We had already disabled the tractor beams (violently). Things looked ugly. So I used the force to fling my two friends towards our ship and hit the blast door button. Vader rushed for the door, but I stood in his way. The others escaped while I held Vader off briefly. Even then it was a close call for them. But totally worth it for the epic fight.
Smoss
 

Unlike most her I can't claim years of playing experience but I'll add my two coppers nonetheless.

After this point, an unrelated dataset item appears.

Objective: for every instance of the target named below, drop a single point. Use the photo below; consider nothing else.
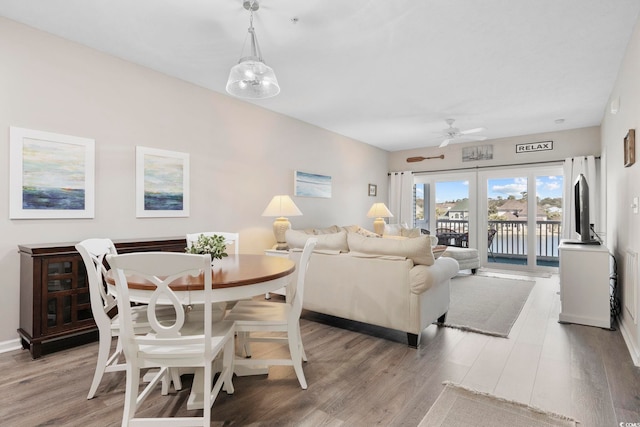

As DM: During my first campaign as DM I made the mistake of throwing an Allip as a random travel encounter at the rather low-level PC's. They didn't have any magic weapons and the only spellcaster in the party was a gnome illusionist/prankster who spent most of his time annoying people and turning things blue; did I mention that he only had a single damage spell prepared that day (I think it was burning hands).
Well facing an incorporeal foe that they couldn't possibly defeat and said foe being faster than half the party (the gnome and a dwarf fighter) the PC were looking royally screwed.
When suddenly Alryn, the small (strength 5!) gnome wizard, stepped right up to the Allip and let loose a color spray. The allips fails its save and is stunned and blinded. The rest of the party quickly dives into the bushes while the gnome stays put. On his second round Alryn casts ghost sound of running people to disorient the still blinded allip. And on his third round, right before allip could see again, he casts invisibility on himself and stays put.
Suffice to say that the allip wandered off after the ghost sounds and I gave the party full XP for being awesome.
 

I've got a bunch, but this one is sort of a legend around my table at this point.

When third edition came out, I kept talking about Gibbering Mouthers. For some reason, I had fallen in love with the Mouther, and wanted to have a chance to use it. My players all knew about my obsession, but they also knew I wouldn't throw one at them if it didn't make sense. And so, we were Mouther-Free.

I started running the Savage Tide adventure path around then. Without going into too many spoilers, there is one encounter that involves a Gibbering Mouther. The PCs approached the room, and heard this awful Gibbering noise.

The party groaned. "Roll Initiative" I said, smirking. My GM dreams were about to come true!

The Goliath Fighter won initiative. With his first action, he charged the Mouther and power-attack for full force. He scored a crit, with his x3 Greataxe. He did something like sixty points of damage, killing the Mouther in one hit.

Before it even had a chance to move.

The party erupted in laughter. And "Remember that time we killed your mouther in one hit?" became something of a taunt the PCs would throw at me.